836,000 More Health Care Appointments in 2016
March 30, 2017
The Army dramatically increased access to health care for soldiers and their families in the past year, Army Surgeon General Lt. Gen. Nadja West says.
“Over the last year, we've launched aggressive efforts to expand access to improve quality for all who rely on us,” West told the defense subcommittee of the Senate Appropriations Committee. “Last year, when I testified before this committee, I promised that I would create 379,000 additional primary- and specialty-care appointments. I'm very proud to share with you that we've exceeded that goal by more than 200 percent, adding 836,000 additional appointments in 2016.
“Predictable and consistent funding is essential to ensure we maintain our readiness to support and answer our nation's call,” West said. “It is important to emphasize that Army Medicine is comprised of a mix of integrated health services, research and training and education unlike any other health care organization in the world.
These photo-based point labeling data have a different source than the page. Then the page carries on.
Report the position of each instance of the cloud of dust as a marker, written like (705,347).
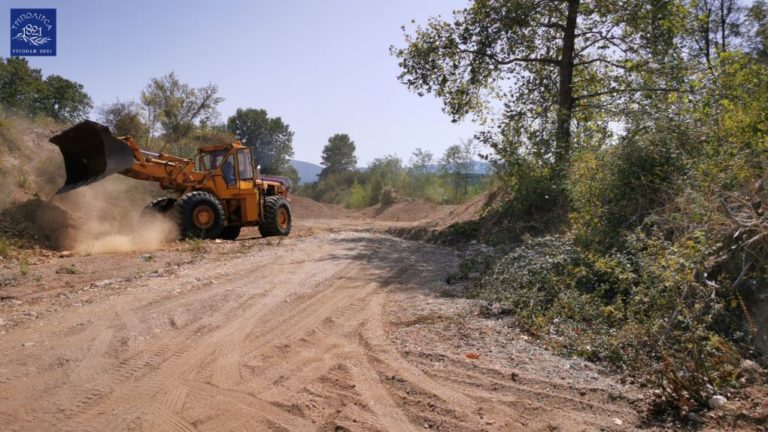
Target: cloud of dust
(106,217)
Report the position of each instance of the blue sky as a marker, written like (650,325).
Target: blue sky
(323,66)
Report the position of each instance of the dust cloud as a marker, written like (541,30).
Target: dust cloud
(106,217)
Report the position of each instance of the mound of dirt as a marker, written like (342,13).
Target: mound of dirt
(36,223)
(413,210)
(404,210)
(307,208)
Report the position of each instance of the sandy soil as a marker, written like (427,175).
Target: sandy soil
(335,328)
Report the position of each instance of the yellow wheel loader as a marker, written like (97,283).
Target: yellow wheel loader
(215,194)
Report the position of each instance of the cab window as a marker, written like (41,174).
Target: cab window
(245,164)
(228,171)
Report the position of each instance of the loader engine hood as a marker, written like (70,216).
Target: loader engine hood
(91,153)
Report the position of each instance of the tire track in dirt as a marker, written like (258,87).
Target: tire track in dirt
(295,338)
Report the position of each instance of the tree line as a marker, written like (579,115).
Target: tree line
(449,179)
(634,132)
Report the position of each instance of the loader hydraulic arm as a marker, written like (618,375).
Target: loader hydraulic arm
(91,153)
(171,172)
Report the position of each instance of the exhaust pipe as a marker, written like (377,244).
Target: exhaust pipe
(91,153)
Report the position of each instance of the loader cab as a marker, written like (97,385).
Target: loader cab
(233,162)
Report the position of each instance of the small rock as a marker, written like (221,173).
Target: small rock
(695,418)
(717,402)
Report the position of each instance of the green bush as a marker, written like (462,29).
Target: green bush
(643,309)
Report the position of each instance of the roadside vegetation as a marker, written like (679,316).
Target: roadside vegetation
(450,179)
(632,147)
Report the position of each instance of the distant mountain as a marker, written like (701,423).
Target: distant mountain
(308,172)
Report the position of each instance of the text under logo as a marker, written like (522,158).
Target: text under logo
(33,32)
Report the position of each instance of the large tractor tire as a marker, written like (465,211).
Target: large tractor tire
(230,232)
(277,217)
(199,215)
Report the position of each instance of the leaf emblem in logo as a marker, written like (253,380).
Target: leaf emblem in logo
(32,35)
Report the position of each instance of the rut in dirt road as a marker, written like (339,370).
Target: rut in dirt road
(298,337)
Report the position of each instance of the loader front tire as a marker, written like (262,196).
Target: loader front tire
(277,217)
(199,214)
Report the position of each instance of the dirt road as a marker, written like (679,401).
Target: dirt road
(322,331)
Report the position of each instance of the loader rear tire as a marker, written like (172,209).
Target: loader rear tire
(199,215)
(230,232)
(277,217)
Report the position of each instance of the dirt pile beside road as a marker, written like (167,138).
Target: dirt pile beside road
(307,208)
(36,223)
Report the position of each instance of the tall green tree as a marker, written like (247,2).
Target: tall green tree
(270,137)
(547,63)
(124,118)
(179,107)
(64,100)
(457,164)
(338,155)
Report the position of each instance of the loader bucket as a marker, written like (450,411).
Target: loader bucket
(91,153)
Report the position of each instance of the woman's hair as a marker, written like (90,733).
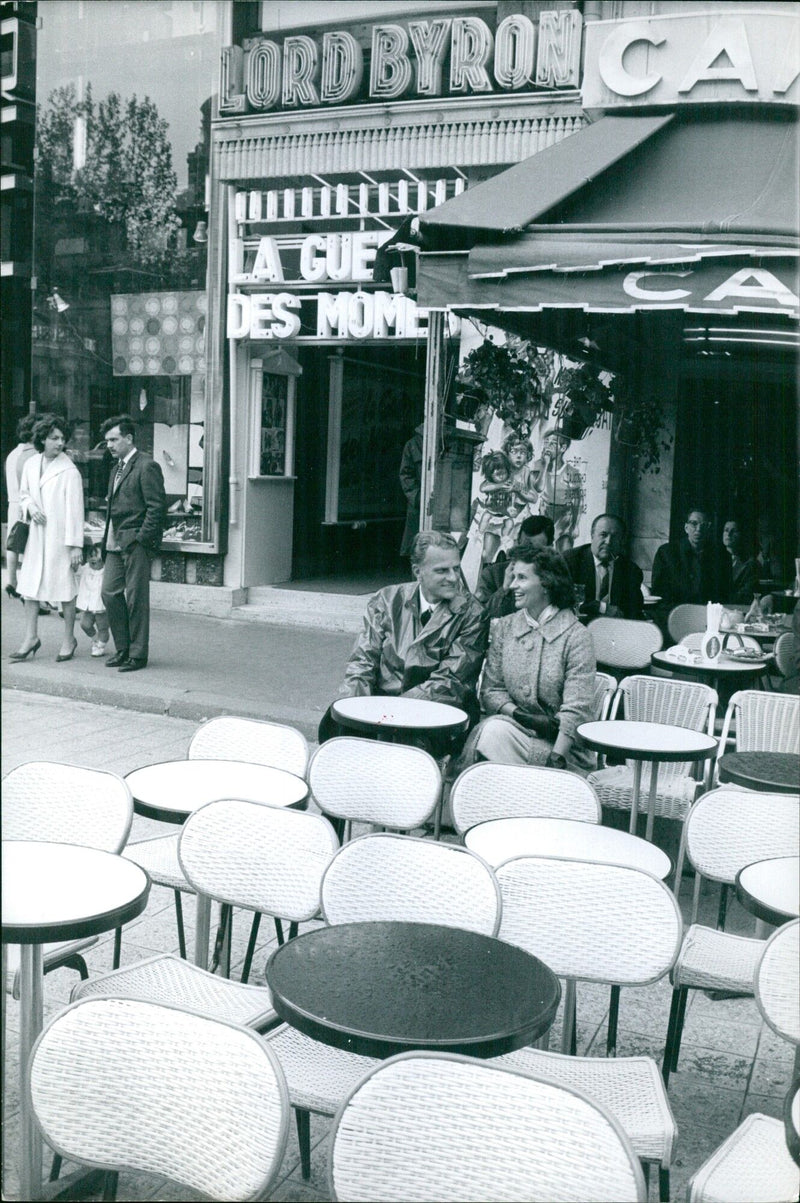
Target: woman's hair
(495,460)
(46,425)
(24,427)
(552,572)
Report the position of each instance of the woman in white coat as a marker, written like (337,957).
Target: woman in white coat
(51,496)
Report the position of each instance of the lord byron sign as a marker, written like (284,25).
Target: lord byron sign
(727,53)
(436,57)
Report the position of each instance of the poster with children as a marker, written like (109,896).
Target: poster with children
(531,466)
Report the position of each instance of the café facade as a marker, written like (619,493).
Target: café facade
(377,190)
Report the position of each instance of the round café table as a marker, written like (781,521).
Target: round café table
(656,742)
(426,724)
(774,772)
(386,988)
(57,892)
(499,840)
(172,789)
(770,889)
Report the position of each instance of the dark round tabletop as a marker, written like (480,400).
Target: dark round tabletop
(775,772)
(386,988)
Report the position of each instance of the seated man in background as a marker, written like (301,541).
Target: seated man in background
(611,581)
(426,639)
(495,584)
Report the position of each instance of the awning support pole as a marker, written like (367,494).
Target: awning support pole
(431,436)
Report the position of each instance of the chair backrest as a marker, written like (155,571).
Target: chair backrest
(686,618)
(264,858)
(396,877)
(624,644)
(762,722)
(730,828)
(604,689)
(229,738)
(65,804)
(367,781)
(786,653)
(590,922)
(777,982)
(163,1090)
(490,790)
(427,1126)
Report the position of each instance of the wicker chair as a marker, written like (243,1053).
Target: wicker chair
(226,738)
(64,804)
(161,1090)
(726,830)
(598,923)
(437,1126)
(658,700)
(365,781)
(490,790)
(754,1161)
(381,877)
(624,645)
(686,620)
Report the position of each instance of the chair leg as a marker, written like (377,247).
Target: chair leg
(250,952)
(614,1018)
(304,1141)
(178,914)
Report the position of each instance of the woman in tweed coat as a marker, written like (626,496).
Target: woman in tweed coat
(539,674)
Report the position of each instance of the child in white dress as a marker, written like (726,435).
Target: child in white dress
(94,620)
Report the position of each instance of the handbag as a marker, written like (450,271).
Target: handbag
(17,538)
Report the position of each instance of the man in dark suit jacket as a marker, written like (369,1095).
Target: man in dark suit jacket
(134,527)
(611,581)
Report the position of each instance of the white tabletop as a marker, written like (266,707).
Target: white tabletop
(176,788)
(498,840)
(65,886)
(412,712)
(659,741)
(774,884)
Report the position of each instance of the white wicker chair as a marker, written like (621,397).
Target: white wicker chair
(161,1090)
(379,877)
(624,645)
(598,923)
(366,781)
(724,830)
(490,790)
(686,620)
(434,1126)
(658,700)
(754,1161)
(64,804)
(226,738)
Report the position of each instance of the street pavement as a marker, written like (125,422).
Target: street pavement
(730,1062)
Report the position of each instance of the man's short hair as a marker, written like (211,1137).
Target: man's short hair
(538,523)
(426,539)
(126,427)
(611,517)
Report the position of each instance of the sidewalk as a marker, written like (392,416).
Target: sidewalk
(199,667)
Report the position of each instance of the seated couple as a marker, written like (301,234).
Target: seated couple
(427,639)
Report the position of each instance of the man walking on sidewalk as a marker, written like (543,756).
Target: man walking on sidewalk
(134,526)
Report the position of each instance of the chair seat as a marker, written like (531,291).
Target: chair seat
(752,1166)
(717,960)
(159,858)
(629,1088)
(172,981)
(318,1076)
(53,955)
(674,796)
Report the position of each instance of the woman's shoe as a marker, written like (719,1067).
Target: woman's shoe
(60,657)
(23,656)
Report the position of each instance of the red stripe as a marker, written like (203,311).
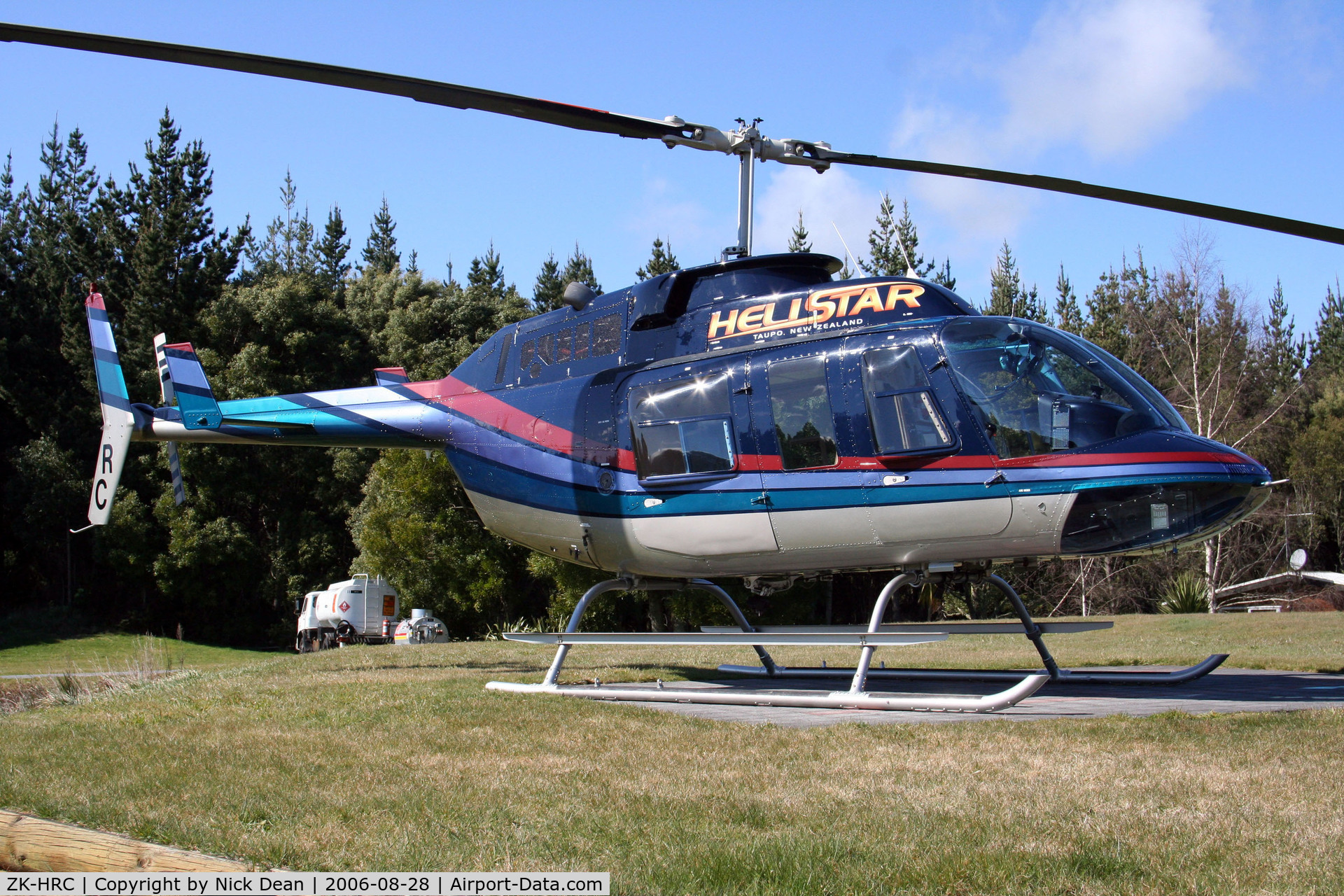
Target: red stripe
(492,412)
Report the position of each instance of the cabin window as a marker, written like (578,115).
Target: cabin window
(1038,391)
(902,410)
(527,362)
(571,344)
(606,335)
(683,428)
(803,421)
(582,336)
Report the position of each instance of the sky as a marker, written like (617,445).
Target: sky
(1230,102)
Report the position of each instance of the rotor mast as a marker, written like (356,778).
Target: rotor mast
(749,147)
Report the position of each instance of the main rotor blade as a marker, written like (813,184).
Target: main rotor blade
(1112,194)
(417,89)
(597,120)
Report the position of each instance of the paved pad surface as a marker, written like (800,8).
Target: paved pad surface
(1221,691)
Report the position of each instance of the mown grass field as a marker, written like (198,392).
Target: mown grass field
(393,758)
(112,652)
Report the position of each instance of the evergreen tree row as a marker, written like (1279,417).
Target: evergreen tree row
(286,308)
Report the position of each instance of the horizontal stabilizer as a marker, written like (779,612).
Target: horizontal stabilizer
(186,379)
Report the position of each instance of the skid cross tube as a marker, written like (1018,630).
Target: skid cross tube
(650,584)
(1032,629)
(853,699)
(879,610)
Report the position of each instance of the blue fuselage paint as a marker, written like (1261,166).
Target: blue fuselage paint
(537,425)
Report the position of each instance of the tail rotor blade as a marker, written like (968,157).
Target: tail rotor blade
(118,418)
(179,488)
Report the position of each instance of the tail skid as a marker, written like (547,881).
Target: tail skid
(168,394)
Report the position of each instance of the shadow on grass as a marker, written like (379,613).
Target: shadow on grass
(45,625)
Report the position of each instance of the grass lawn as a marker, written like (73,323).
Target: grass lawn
(112,652)
(396,758)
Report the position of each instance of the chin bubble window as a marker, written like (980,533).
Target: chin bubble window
(904,413)
(683,429)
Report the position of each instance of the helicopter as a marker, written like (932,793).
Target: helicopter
(753,418)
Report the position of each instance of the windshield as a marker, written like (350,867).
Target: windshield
(1038,391)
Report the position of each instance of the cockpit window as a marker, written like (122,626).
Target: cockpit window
(1038,391)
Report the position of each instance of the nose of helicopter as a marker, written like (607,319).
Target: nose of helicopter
(1179,488)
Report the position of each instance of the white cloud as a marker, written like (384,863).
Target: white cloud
(1114,77)
(830,202)
(1110,78)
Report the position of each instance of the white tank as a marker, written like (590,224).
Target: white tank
(363,602)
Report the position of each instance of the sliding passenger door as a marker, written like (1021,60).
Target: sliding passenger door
(926,477)
(695,456)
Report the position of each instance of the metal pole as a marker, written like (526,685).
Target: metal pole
(705,584)
(879,610)
(1032,629)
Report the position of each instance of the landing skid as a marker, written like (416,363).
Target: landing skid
(1065,676)
(1032,630)
(835,700)
(857,697)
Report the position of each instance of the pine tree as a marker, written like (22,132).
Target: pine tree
(1328,344)
(175,264)
(580,269)
(549,288)
(660,262)
(1069,317)
(1007,296)
(332,266)
(486,277)
(799,241)
(381,250)
(894,245)
(288,246)
(1284,352)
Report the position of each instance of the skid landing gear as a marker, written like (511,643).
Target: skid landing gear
(1034,633)
(857,697)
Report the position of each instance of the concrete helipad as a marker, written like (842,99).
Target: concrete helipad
(1221,691)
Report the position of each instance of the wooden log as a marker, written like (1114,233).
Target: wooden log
(36,844)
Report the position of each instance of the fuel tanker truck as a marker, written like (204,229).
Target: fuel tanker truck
(360,610)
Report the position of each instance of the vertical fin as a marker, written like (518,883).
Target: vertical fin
(179,489)
(187,381)
(118,418)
From our garrisons to the farthest sites around the globe, Army Medicine provides quality health care when needed.”
West testified at the hearing alongside her counterparts from the other services at a time when Army Medicine is about to undergo a significant organizational change resulting from a congressional mandate to expand the authority of the Defense Health Agency to oversee military medicine. West said the Army is being careful because of the possibility of “far-reaching second- and third-order effects.”
The Army medical community includes 138,000 soldiers and civilians. Most uniformed medical staff are in the Army National Guard and Army Reserve.